1 earthquake shattered Mexico City. Hundreds dead. Children crushed in their own schools. Volunteers and dogs sniffing for life. There was still hope because dozens were trapped underneath the rubble.

We spent entire days on these rescue sites, broadcasting the dread, but also the hope, as I was translating live from Spanish to English. I think it had never been done before for that long, live, on an American network. On day four, I interviewed the father of one of the children who died at Enrique Rebsamen Primary School. His son's nickname was "Paquito," and he was just seven years old. Paquito's dad told me, "You know, my son, he was an amazing kid.

"Un ti Paso," he said. "And now he's gone." Tears rolled down his eyes as the camera kept rolling too.

But at that moment, Paquito's father, in that church on the outskirts of Mexico City, used his voice to make people thousands of miles away connect to a loss that wasn't theirs. We may not have all experienced a massive earthquake, but we all know what loss feels like.

I thanked him after the interview for opening his heart to a stranger on the worst day of his life. And when I left Mexico City, I felt I had finally told a story the way it deserved to be told: humbly, with raw emotion that really needed no translation. In the end, we are human beings using our voice, our superpower, to tell the story of our kind. My team got sent on one final assignment that summer: The beautiful island of Puerto Rico that was, in one word, devastated after Hurricane Maria. I spent weeks talking to Boricuas who not only lost their homes but their entire way of life.

Their biggest complaint: that being American citizens, they weren't being treated as such. Actually, polls show that almost half of Americans don't know Puerto Ricans are U.S. citizens. And I have to admit that at that point, I was physically and emotionally exhausted.

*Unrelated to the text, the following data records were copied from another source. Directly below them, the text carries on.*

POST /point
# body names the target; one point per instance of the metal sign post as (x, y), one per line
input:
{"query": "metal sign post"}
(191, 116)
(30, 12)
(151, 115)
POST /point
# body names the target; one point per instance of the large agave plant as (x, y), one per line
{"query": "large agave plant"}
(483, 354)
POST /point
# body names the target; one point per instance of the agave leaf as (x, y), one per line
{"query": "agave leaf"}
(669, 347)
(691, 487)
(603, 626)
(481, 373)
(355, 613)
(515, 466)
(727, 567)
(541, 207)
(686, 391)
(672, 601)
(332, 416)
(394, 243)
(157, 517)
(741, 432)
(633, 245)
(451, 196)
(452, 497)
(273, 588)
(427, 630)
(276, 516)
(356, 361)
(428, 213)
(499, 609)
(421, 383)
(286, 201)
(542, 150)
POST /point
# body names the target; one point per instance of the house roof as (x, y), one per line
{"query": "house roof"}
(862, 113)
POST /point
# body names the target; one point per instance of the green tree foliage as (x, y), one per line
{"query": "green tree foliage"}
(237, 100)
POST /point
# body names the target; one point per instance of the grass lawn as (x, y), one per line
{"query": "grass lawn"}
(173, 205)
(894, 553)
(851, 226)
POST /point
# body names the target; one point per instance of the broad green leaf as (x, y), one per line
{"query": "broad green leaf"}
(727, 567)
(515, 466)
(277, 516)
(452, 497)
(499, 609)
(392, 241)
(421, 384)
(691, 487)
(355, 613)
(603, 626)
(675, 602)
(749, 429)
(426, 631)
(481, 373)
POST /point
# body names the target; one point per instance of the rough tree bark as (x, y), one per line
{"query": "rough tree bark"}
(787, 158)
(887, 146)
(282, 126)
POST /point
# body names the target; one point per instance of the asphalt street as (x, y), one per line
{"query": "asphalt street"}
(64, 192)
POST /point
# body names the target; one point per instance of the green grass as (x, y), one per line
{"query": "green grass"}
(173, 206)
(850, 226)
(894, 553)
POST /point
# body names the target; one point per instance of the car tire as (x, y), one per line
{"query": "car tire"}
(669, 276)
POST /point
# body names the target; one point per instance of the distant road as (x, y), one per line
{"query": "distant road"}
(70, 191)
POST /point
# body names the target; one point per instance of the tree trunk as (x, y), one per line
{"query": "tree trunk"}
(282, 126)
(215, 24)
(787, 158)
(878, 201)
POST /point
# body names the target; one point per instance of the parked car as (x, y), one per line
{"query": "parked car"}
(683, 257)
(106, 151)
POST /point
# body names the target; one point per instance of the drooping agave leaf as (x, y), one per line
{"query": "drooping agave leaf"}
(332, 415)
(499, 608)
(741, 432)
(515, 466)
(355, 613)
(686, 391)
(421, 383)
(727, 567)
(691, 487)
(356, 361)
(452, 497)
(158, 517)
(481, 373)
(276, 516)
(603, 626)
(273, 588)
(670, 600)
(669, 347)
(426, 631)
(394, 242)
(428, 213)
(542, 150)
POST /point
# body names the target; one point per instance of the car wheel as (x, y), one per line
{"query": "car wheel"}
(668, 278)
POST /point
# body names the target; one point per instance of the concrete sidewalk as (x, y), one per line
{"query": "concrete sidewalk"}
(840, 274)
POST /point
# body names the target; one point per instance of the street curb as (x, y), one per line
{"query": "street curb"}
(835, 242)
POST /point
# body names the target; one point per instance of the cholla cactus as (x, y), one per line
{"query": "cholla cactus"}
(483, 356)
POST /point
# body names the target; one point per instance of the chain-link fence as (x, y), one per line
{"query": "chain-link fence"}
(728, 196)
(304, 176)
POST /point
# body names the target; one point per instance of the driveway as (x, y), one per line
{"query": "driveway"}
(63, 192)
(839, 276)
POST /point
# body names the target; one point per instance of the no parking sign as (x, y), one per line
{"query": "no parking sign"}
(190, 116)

I didn't know what else I could do. News of President Trump throwing paper towels and imitating a Puerto Rico accent made headlines, but I knew the story was getting its expiration date, and as much as it was about home, the United States, there was no cultural affinity. One day, I was walking down this line of about 5,000 people desperate for food and ice and water, and I think some of them realized that I was at my wit's end, because when they saw me recording as I walked down, they started circling around me and some started clapping and hugging each other, and they yelled, "Puerto Rico se levanta," "Puerto Rico rises." And that gave me the strength to bring their spirit to TV and social media and here, to TED talks. I want to share that lesson with you today.

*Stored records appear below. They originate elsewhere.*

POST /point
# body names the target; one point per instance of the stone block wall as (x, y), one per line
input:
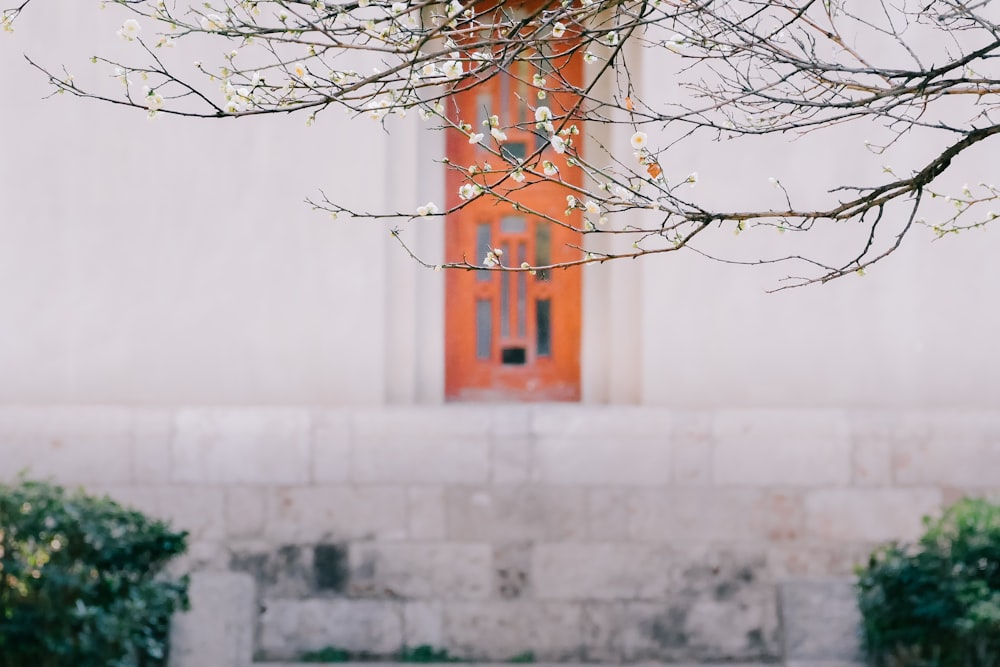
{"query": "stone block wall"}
(574, 532)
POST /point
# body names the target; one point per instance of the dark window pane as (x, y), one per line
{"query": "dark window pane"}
(514, 356)
(515, 151)
(522, 293)
(513, 224)
(543, 325)
(484, 328)
(483, 246)
(505, 279)
(543, 247)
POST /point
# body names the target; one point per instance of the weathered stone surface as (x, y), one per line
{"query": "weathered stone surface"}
(817, 560)
(501, 630)
(450, 422)
(245, 511)
(69, 445)
(608, 460)
(199, 510)
(601, 571)
(427, 516)
(609, 513)
(441, 571)
(698, 515)
(336, 513)
(332, 438)
(218, 630)
(941, 459)
(415, 458)
(152, 433)
(511, 513)
(423, 623)
(512, 570)
(241, 446)
(868, 515)
(688, 630)
(692, 449)
(511, 458)
(287, 628)
(594, 421)
(285, 571)
(790, 448)
(820, 620)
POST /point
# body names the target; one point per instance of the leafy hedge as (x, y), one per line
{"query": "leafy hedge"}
(82, 582)
(937, 603)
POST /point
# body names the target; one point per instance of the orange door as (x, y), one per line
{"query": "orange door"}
(513, 335)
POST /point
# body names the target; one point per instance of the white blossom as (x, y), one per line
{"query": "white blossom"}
(212, 23)
(430, 208)
(469, 191)
(154, 101)
(130, 30)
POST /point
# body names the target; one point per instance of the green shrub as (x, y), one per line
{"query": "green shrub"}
(81, 580)
(937, 603)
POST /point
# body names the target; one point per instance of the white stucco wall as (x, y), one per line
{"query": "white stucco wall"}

Resilience: the human ability to adapt and overcome circumstances, and, may I add, doing it gracefully. When I look back at the last year, I think about all the stories I didn't get to cover: The brutal displacement of the Rohingya Muslims in Myanmar, the terrorist attack In Barcelona, the Middle East reaction to the U.S.

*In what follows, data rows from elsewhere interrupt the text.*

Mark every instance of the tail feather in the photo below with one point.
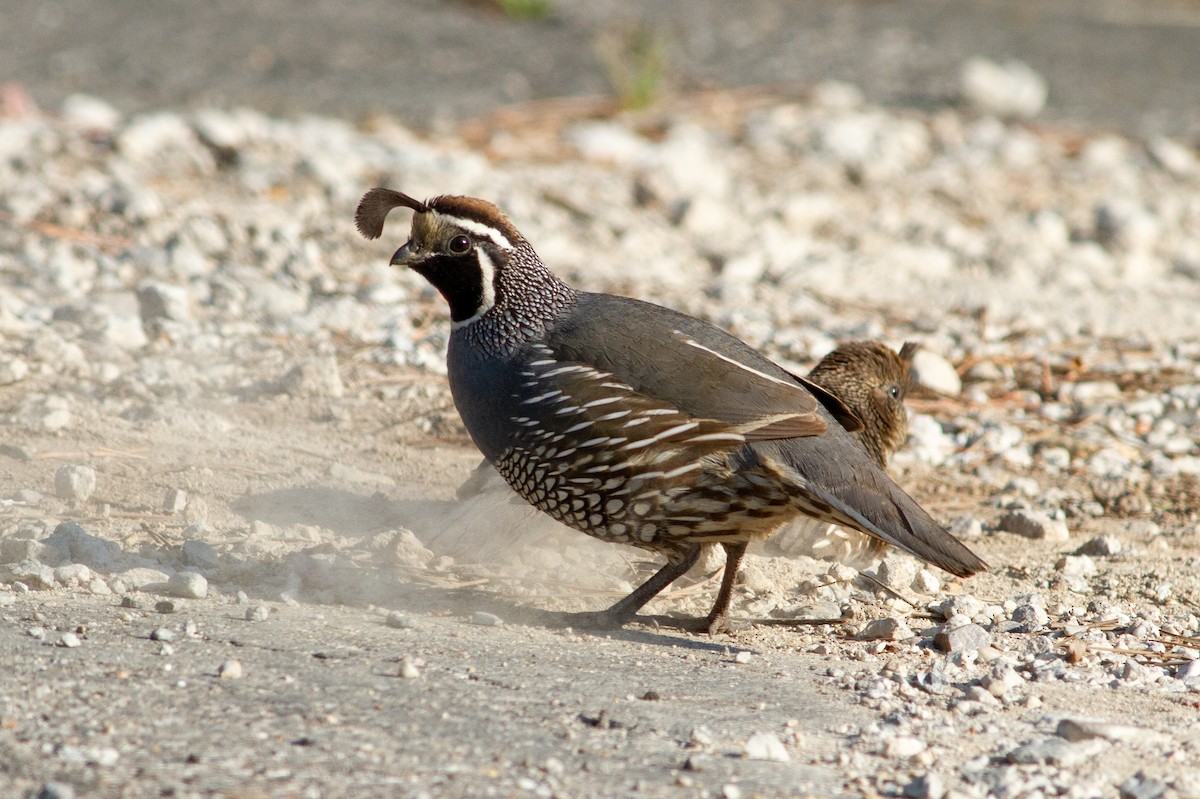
(885, 511)
(861, 496)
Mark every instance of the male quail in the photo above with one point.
(636, 424)
(873, 380)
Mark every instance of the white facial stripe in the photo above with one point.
(487, 281)
(479, 229)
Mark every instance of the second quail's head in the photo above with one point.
(873, 380)
(457, 244)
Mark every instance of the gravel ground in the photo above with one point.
(231, 560)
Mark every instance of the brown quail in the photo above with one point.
(873, 380)
(636, 424)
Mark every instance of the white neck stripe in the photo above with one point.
(479, 229)
(487, 289)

Embassy in Jerusalem. I know I could have done so much more.

But today, I also know that "quality over quantity" is not a cliche; it is the most respectful way to show that we care. I got to spend time, I got to form a bond with the protagonists of my stories. They left an imprint that will never fade. Telling their stories was a privilege I was willing to fight for. Now think about what you are willing to fight for.

And go ahead and do it. All you need to do is care enough to come forward, like the women who are saying, "Me, too," and the Dreamers who refuse to yield, you can change the future, you can write your own story and be a superhero for one person or for millions.

The choice is only yours. Thank you so much.